The Scottish Federation of Housing Associations (SFHA) said the Programme for Government acknowledges the “significant role” of the social housing sector in the country’s recovery from Covid but added that the investment needed to support the new Affordable Housing Supply Programme must be kept under review to realise the Scottish Government’s target of 110,000 affordable homes by 2032.
SFHA chief executive Sally Thomas said: “It is crucial that we focus on delivering a fair and equal social and economic recovery from the pandemic, and the confirmation today of the target of 110,000 affordable homes by 2032 is a welcome acknowledgement of the significant role our sector has to play.
“However, the cost of building homes is rising, and our members are increasingly experiencing supply chain issues, so we are calling on the government to keep funding under review throughout this parliament to ensure it remains adequate.
“The commitment to £1.8bn for energy efficiency upgrades and renewable heating deployment is welcome, but will not be sufficient for the scale of improvement required to meet ambitious climate change targets. With over a third of social housing tenants living in fuel poverty, it’s critical that achieving net zero emissions in social housing doesn’t exacerbate this; no tenant should be left with costs they can’t afford or heating systems that don’t work for them. We need a clear action plan which goes beyond today’s announcements and responds to the recent Zero Emissions in Social Housing Taskforce report. The new National Public Energy Agency is a promising development and we look forward to working with the Scottish Government to take the next steps on this vital issue.”
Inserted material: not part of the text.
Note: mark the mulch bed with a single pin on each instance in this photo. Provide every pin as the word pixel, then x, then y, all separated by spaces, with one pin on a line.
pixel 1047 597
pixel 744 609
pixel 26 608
Institution of Civil Engineers Scotland director Hannah Smith added: “Our infrastructure is the foundation for our society and economy – but it is facing a resiliency crisis. From transport networks to buildings such as schools and hospitals, portions of the infrastructure on which we all rely are not fit for purpose.
“This problem will endure, so while commitments to end Scotland’s contribution to climate change and enhance our climate resilience are to be welcomed, there is a disappointing lack of policy detail as to how increased resiliency will be delivered.
“Our members will continue to do all they can but the Government must urgently do more to help ensure our infrastructure can withstand the challenges ahead.”